HAMPTON, Va. (WAVY) – The Hampton Division of Fire and Rescue released new information about a fire last year that displaced 50 people and injured 12, including 8 firefighters.
The fire happened Oct. 21, 2022 at an apartment complex on Marcella Rd.
Many questions were raised after those 12 people, including a mother and daughter, were hurt.
Among the questions – what went wrong?
Hampton Division of Fire and Rescue’s report on the incident had some answers.
Just a few of the listed problems included entering with an uncharged hose line, not using thermal equipment and unauthorized helmet decoration.
Here’s part of Fire Chief Jason Monk’s statement on the fire:
“Immediately following this tragic event, I commissioned a joint, professional peer panel to work alongside the Division’s Health and Safety Office (HSO) to focus on investigating the circumstances surrounding, and causal factors of, the incident…”
The report comes in the middle of the State Department of Labor and Industry’s investigation into the department.
The 72-page report laid out what happened that day.
A man called 911 saying his mother’s electric blanket caught fire in the master bedroom of his apartment. About a minute later, nine units responded to the complex.
The man moved the blanket to the shower and the other things that caught on fire were taken to the balcony. He managed to get everyone out of his apartment, but there was still a problem – the fire was moving too fast and spread to other apartments.

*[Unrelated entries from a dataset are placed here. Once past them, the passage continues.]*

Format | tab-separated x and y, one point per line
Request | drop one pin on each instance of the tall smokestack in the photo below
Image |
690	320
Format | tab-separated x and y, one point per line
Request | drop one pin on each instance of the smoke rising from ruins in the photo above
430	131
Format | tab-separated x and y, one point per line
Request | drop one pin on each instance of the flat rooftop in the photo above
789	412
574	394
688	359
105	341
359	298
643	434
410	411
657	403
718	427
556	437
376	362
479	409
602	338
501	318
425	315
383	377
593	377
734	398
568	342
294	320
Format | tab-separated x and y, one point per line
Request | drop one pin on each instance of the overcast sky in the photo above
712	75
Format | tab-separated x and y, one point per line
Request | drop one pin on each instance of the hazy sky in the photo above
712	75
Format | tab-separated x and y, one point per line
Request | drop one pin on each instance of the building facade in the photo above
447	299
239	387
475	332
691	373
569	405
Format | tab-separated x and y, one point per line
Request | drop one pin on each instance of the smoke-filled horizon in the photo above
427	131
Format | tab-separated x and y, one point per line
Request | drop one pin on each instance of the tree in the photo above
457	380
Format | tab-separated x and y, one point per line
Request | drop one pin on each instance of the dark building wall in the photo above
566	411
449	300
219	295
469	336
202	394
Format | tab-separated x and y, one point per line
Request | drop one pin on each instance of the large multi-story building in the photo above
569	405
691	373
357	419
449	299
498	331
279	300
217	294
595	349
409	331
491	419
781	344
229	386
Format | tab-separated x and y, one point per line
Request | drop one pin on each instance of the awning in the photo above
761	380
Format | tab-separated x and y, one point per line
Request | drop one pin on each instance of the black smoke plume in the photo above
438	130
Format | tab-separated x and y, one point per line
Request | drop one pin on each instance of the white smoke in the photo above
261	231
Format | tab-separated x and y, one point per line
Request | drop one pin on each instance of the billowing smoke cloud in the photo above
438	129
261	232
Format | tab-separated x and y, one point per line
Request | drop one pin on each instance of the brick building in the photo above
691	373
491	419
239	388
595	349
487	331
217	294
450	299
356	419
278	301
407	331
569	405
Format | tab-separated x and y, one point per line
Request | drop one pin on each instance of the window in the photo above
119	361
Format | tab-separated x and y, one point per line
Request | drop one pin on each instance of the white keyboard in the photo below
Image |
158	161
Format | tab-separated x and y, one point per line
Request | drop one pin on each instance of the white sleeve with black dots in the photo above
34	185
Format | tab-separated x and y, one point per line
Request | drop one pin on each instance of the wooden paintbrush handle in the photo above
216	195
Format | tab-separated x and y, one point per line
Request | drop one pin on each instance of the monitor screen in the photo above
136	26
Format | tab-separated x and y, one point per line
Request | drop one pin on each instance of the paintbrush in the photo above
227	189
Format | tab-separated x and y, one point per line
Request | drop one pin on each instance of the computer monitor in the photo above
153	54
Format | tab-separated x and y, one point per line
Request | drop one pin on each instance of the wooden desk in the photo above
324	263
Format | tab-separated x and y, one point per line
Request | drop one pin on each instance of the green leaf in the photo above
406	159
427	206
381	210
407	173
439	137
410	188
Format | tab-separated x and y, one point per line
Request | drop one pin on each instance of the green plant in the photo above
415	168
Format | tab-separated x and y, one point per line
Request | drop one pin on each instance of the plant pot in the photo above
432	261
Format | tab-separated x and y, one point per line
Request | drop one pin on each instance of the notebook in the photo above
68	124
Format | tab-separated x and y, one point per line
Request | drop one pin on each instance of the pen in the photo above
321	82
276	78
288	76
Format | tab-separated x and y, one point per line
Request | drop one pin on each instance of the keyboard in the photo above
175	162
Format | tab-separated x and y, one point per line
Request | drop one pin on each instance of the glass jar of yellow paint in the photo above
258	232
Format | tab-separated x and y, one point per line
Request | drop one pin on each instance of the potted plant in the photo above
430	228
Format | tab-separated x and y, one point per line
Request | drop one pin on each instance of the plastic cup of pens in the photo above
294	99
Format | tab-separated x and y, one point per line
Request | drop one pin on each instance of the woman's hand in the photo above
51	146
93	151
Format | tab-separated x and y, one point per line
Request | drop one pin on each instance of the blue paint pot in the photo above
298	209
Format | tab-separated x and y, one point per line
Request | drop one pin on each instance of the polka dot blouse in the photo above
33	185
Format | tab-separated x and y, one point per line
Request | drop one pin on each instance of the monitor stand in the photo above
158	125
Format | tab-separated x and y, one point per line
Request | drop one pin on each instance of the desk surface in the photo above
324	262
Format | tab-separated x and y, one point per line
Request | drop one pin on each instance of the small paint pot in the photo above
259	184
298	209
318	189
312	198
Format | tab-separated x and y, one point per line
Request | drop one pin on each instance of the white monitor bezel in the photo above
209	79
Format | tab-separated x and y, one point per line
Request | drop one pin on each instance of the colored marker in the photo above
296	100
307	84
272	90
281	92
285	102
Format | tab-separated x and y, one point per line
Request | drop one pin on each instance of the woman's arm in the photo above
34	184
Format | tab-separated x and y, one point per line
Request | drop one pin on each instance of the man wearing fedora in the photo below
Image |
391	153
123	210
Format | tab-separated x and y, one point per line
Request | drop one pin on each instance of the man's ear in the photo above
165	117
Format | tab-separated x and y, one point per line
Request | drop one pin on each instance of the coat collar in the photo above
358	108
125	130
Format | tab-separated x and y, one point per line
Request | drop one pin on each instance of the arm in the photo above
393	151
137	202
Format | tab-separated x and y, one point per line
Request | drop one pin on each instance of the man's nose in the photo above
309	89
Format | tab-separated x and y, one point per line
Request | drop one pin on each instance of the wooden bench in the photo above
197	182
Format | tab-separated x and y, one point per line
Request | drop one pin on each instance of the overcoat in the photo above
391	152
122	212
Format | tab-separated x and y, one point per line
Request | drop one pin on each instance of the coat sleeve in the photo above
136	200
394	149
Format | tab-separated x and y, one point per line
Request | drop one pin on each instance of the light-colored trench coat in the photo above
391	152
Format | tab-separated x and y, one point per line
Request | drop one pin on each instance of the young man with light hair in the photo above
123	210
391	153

According to the report, firefighters went inside the home with an uncharged hose line, which limited their access to water. Putting the fire out was further delayed after communication issues prevented crews from getting more water when they called for it.
According to the report, the flames got out of control soon after, traveling up the walls to the ceiling and putting firefighters in more danger.
While they were evacuating, other crews helped a mother and child escape.
Additional issues included unauthorized stickers on crews’ safety helmets that could’ve made it harder to see them during the incident.
The report also said a total of 67 people responded to the fire, well over the 25 minimum need for a similar incident.
Battalion Chief Edward B. Cantwell III responded to the safety issues during the rescue.
“Incidents can often be avoided by situational awareness, risk assessments, and identifying factors that could lead to an accident and then changing those conditions or actions,” Cantwell said.
Many recommendations came from the report, including more training on evaluating smoke, hands on training using thermal equipment and more.
And even though the Department of Labor and Industry hasn’t released their findings of their investigation into the Hampton fire, they had a recommendation of their own.
They said they need more training on their turnout gear limitations.